様々な個性の弾(ゲーム内ではコトダマ)があり、敵の特徴に合わせたりコトダマを組み合わせることでパズル的な攻略が可能となっていて撃つだけのシューティングになってないのは良いが、シューターとしての基本的な出来が悪い。カメラ操作や照準操作がぎこちなく、動かしていて終始もどかしさが伴った。しかも当たり判定はかなりいい加減。せめて照準をある程度補助してくれる機能があれば良いがそれもない(スキルでロックオンはあるが使いものにならない)。アクションゲームにおいて操作に不快感が伴うのは致命的。
中でもボス戦は酷い。常にオートロック状態でボスに向かってカメラが動こうとするせいで周りにちらばったアイテムを取ることを限りなく邪魔してくる。回復アイテム取れねーだろが!アイテムに触れただけでは取れない仕様になっているのも地味にイライラ要素。
ゲームバランスもかなり適当で、超人的な動きができるジェノサイダーにキャラチェンジすればほぼ無双。当然キャラチェンジの制限はあるがかなり緩いため厳しい場面は殆どこれでゴリ押し可能。アクションゲームとしてどうかと思うが、とにかくシューティングの操作感が悪すぎるのでこのヌルバランスはある意味助かった。

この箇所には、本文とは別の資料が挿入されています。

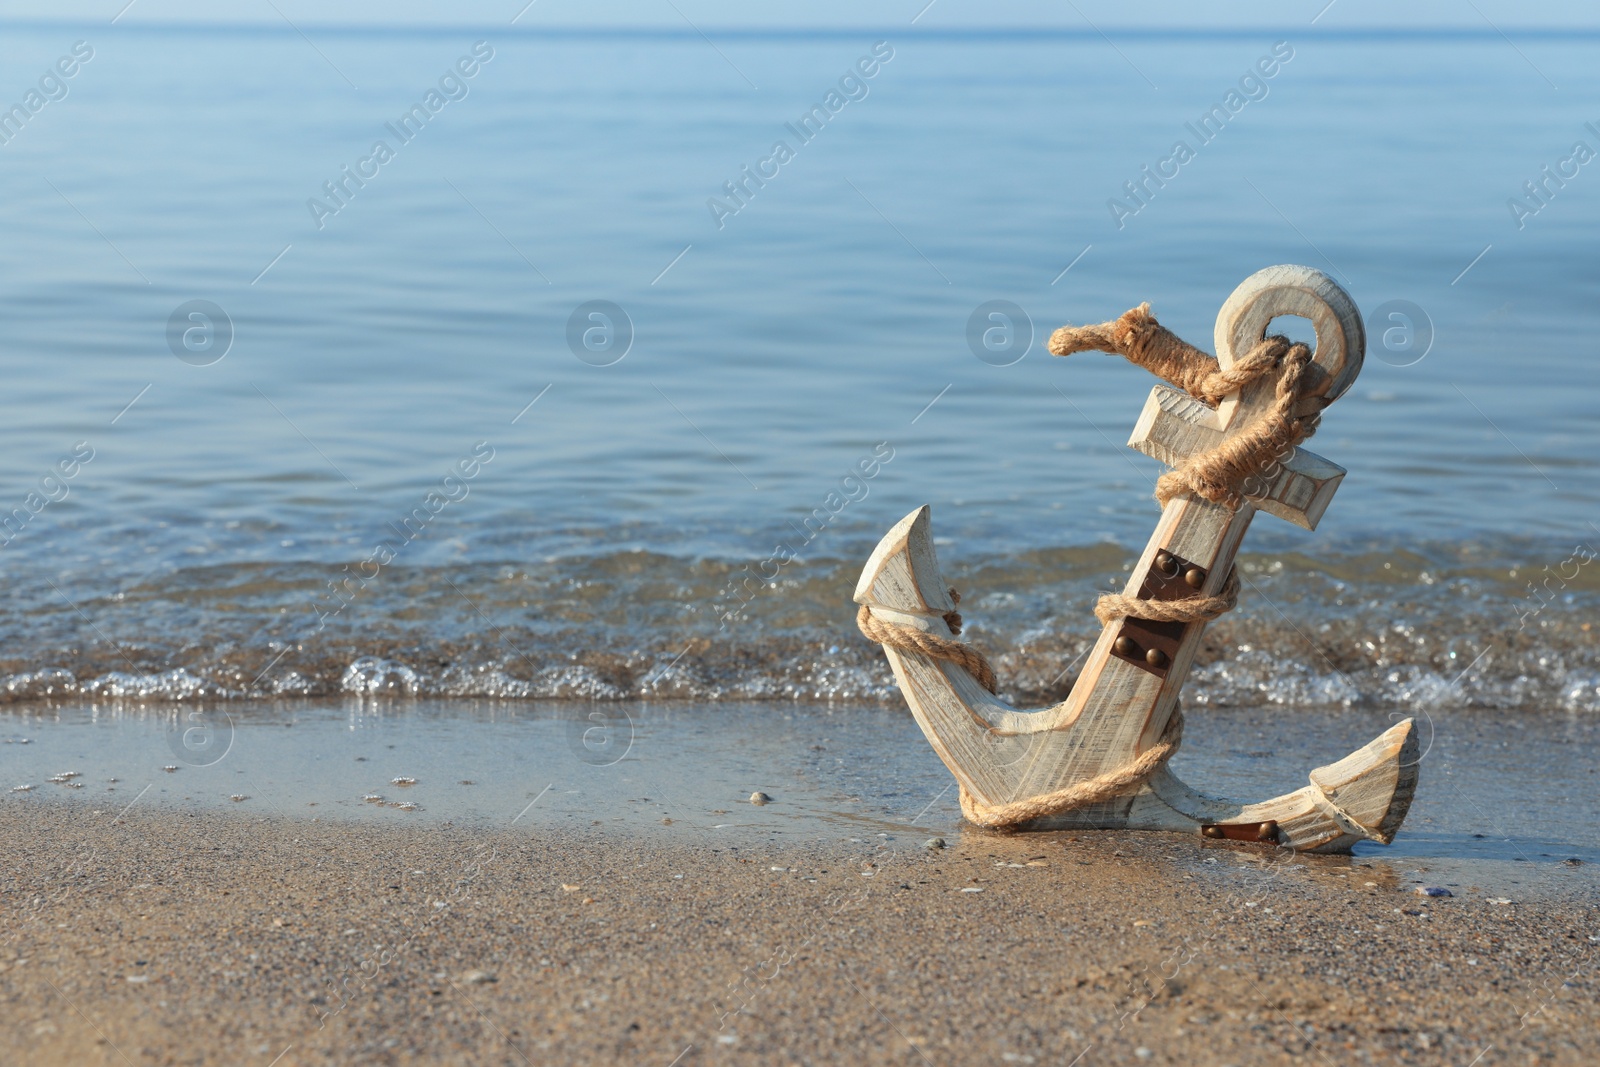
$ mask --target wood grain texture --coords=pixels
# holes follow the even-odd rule
[[[1365,333],[1354,302],[1337,283],[1307,267],[1272,267],[1246,279],[1217,319],[1222,366],[1258,343],[1280,315],[1303,315],[1316,326],[1318,376],[1310,391],[1329,398],[1361,368]],[[1258,380],[1216,409],[1158,387],[1130,443],[1174,463],[1249,425],[1272,403],[1275,384]],[[1344,476],[1342,468],[1303,449],[1281,458],[1259,491],[1237,508],[1189,494],[1172,498],[1128,580],[1137,596],[1156,554],[1171,552],[1205,570],[1200,596],[1226,583],[1234,555],[1257,508],[1313,528]],[[954,609],[933,550],[930,511],[922,507],[889,531],[856,587],[857,603],[880,619],[952,636],[942,618]],[[1102,628],[1072,693],[1060,704],[1022,711],[985,691],[961,667],[921,652],[885,648],[895,680],[929,744],[972,796],[1001,805],[1050,793],[1121,767],[1157,743],[1177,706],[1205,624],[1184,627],[1163,672],[1111,654],[1121,620]],[[1363,838],[1388,841],[1416,783],[1410,720],[1350,756],[1313,772],[1311,784],[1257,804],[1206,797],[1166,769],[1137,793],[1027,824],[1132,829],[1194,829],[1206,822],[1278,822],[1295,848],[1348,848]]]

と言うわけでアクション部分はかなり残念なことになっているが、元々シューティングとしては期待してなかったので予想通りとも言える。ダンガンロンパに期待する点と言えばやはりストーリー。
なのだが、今作は前作以上に終盤まで退屈だった。とにかく話の進むペースがスローテンポで、なら何をやってるのかというとひたすら説教くさいことを言わせる展開に持ち込んでいるのだが、話の流れがあざとすぎるせいで押しつけがましく感じられて仕方ないし、言ってることも一方的なので全然共感できない。終盤まではこちらの気を引いてくれる印象的な場面や種明かしが殆どなく、ダラダラとどこかで聞いたような説教とどこかで見たような友情物語をやってるだけ。子供が大人を虐殺している世界観はエグみはあるが、ダンガンロンパならこれくらいはやってくれるだろうの域を出なかった。
しかしこのゲームの見所はラスト3時間。ここだけ異様に盛り上がる。どんでん返しに次ぐどんでん返しで今までのスローペースを一気に覆すフルスロットルな展開には圧倒された。どんだけ最後に詰め込んでるんだよ。
またこの場面で問われる選択肢がかつてないほど葛藤させられるものでたった二択の選択なのに死ぬほど悩まされた。演出もダンガンロンパらしい味付けで面白い。

最後に一気に解放されてカタルシスを味わえるとは言え、ペース配分を極端に最後に傾けすぎでそこに至るまではかなり苦痛。出来の悪いアクションパートがテンポの悪さを更に加速させていてラスト以外は退屈極まりない。
終盤の怒涛の展開は目を見張るものがあるが、終わり良ければ、とは言い難いなぁ。